La actitud difícil de entender, no obstante, era la de Manoli. Desde que la conocía, desde que Maica se casó con Pablo, Manoli no hacía sino quejarse de su marido. Que si Ramón era un bruto, que si Ramón era un vago, que si no estaba enfermo ni nada, que si de vez en cuando se animaba a hacer chapuzas a domicilio no era más que para sacarse el dinero que necesitaba para gastárselo en el bar. Pero aquel hombre que cuando Manoli llegaba de trabajar, si no estaba mirando la tele en camiseta, estaba bebiendo en el bar, y que, si bebía demasiado, al volver la arreaba si a ella se le ocurría chistar, se convertía, de repente, se diría, en una especie de niño enorme al que había que cuidar. Y las pocas veces que Maica se atrevió a dar su opinión, Manoli salió en su defensa, dispuesta a cerrar filas frente a cualquier descalificación externa.
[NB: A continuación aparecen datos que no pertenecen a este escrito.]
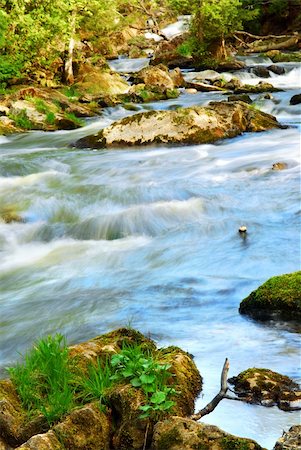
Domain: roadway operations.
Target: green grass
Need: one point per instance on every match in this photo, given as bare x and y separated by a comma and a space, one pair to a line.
44, 379
21, 120
49, 382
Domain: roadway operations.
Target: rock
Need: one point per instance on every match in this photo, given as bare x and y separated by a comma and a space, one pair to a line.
155, 76
191, 91
295, 100
277, 56
279, 166
241, 98
4, 445
84, 428
46, 441
193, 125
167, 53
257, 89
278, 70
178, 433
15, 428
99, 82
231, 64
261, 71
267, 388
291, 440
177, 78
279, 297
233, 84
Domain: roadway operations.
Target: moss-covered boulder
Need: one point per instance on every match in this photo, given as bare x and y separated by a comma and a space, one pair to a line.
84, 428
291, 440
279, 297
15, 426
268, 388
256, 89
194, 125
178, 433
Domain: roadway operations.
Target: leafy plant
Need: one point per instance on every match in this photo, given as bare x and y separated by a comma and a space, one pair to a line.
21, 120
139, 367
44, 379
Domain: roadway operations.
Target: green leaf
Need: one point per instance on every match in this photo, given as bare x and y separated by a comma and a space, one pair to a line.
147, 379
135, 382
158, 397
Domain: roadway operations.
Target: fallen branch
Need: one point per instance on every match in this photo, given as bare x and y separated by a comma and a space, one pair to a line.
268, 36
274, 46
215, 401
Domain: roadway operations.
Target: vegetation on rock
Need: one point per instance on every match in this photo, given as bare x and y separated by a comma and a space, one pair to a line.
280, 296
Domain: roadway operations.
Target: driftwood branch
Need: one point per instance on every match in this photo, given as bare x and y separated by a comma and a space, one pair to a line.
288, 43
215, 401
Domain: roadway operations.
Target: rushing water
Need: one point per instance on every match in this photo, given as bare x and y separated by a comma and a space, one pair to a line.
148, 237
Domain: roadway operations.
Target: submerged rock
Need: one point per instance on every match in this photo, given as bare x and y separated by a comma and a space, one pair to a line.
267, 388
178, 433
194, 125
279, 297
291, 440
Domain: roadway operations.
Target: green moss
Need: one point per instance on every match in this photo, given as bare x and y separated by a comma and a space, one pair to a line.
280, 294
169, 438
233, 443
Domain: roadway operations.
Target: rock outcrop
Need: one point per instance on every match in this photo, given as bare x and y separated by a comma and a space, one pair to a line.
291, 440
267, 388
277, 298
194, 125
177, 433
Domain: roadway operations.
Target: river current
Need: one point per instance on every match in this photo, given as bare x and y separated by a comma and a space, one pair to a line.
148, 237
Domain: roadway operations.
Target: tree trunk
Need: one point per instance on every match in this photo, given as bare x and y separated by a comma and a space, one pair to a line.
69, 77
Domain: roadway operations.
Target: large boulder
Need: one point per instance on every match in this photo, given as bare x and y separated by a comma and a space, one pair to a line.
267, 388
279, 297
178, 433
291, 440
194, 125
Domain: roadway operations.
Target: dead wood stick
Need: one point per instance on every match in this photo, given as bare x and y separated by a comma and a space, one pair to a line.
215, 401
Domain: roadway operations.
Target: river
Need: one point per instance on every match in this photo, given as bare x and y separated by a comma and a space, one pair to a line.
148, 237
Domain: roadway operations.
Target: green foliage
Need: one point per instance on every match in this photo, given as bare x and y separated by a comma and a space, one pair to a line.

Tal vez por ese motivo se había puesto ahora de parte de Pablo. Seguramente pensaba que quien se había portado mal era Maica, que su deber era cuidar de Pablo igual que ella cuidaba de Ramón. Incluso es posible que, invirtiendo el proceso mental que había llevado a Maica a ver en Ramón una caricatura de Pablo,

Manoli viese en Pablo un Ramón sublimado. Un Ramón que la trataba con respeto, que no le pegaba, que aplaudía su sentido del humor, un hombre trabajador y callado, serio, triste, sabio, un hombre, en fin, maravilloso.

Maica comprendió hasta qué punto había estado equivocada. Manoli nunca se identificaría con ella. Manoli siempre respaldaría a ese Ramón perfeccionado que era Pablo.